As seen in Figure 18, there is a visible disproportion between the solid fraction variability calculated according to image processing methods and the analysis of sound velocity (fraction US) at the beginning and end of the solidification process. Furthermore, there is a slightly different profile of change in this parameter for the melting process. The reason is that the amount of solid phase in image processing has been calculated for tank surfaces (top area), neglecting the influences of the mushy zone. Clearly, the mushy zone can strongly influence melting dynamics and heat transfer behaviour, which in turn may contribute to inaccuracies in surface-based image analysis. Similar considerations were highlighted by [36], where the role of mushy regions was examined in the context of thermal characteristics and heat storage applications in solar–biogas heating systems. Due to that fact, it is necessary to modify the imaging system to take this effect into account in future work. Moreover, the image processing models struggle to track single-solid particles within the PCM volume. In the case of the ultrasound method, the sound parameters have been obtained for the centre profile of the PCM tank (average volume of PCM).
Such results are not significantly affected by ambient parameters, such as light reflections. However, the results are limited to the area within the impact of the sound wave. Generally, it can be assumed that the amount of solid phase in the case of using image processing is proportional to the amount present on the surface of the container. On the contrary, in the case of the acoustical method in the present study, this amount is proportional to the volume that occurs at the centre of the tank (see Figure 19). It should be noted that the ultrasonic measurements ignored the edge effects. However, despite the transducers being placed in the central part, they provide information from certain volume. In prior experiments, the acoustic field was regarded as a function of distance from the emitter and was measured. These experiments show that the diameter of the acoustic beam for 1 MHz transducer (used in the studies) is about 10 mm. Thus, we assume that the information about the material “comes” from certain volume (diameter ~1 cm and length ~4.17 cm ≈ 3.3 cm3. This is approximately 10% of total volume of PCM).

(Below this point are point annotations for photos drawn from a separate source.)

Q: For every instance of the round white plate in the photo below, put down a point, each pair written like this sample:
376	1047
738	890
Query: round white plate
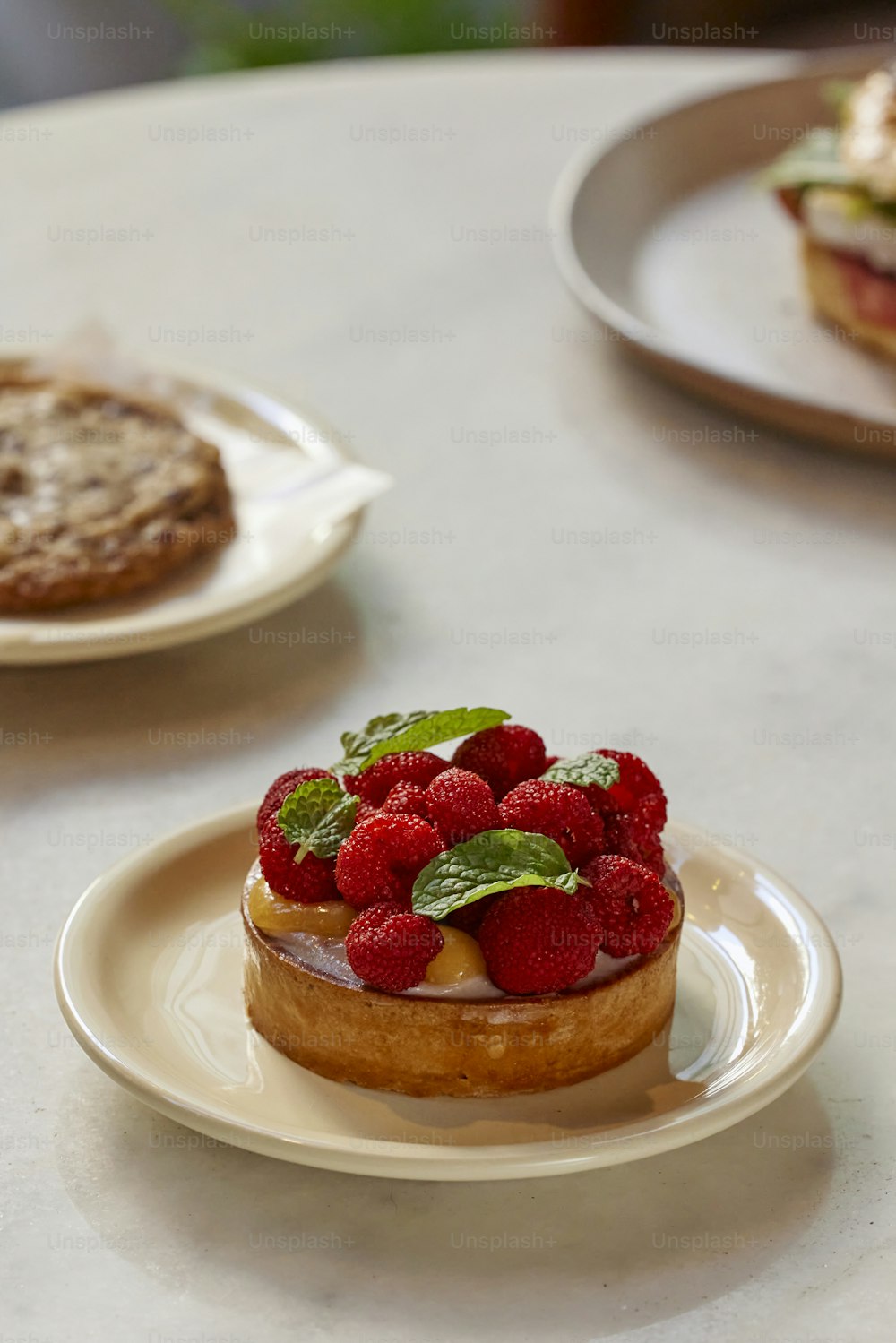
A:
667	238
148	976
297	498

As a result of the tests, it is obtained that the acoustic parameters are affected by the transition of phase change material during melting/solidification (liquid, solid, mushy zone). It corresponds with additional parameters like density and material compressibility, which influence the ultrasound velocity and amplitude wave.
Consequently, combining image data analysis with ultrasound is necessary to obtain valuable insights into the dynamics of the solidification/melting front, and to provide satisfactory data for a comprehensive analysis.

4.2. Analysis of the Dynamics of the Solidification/Melting Process

It should be highlighted that in the case of coconut oil, non-isothermal phase changes occur during the phase transition. In the mushy zone, for the same temperature, both solid and liquid phases exist. Additionally, there is an abrupt change in enthalpy per unit temperature around the freezing point. This is a moving boundary problem that can be solved by the front-tracking method, [37]. To solve this problem, it is necessary to track both the moving phase-change boundary and a temperature history profile. The combination of using image data analysis with ultrasound could provide valuable data about the dynamics of the solidification/melting front, correlating the liquid/solid fraction with temperature history.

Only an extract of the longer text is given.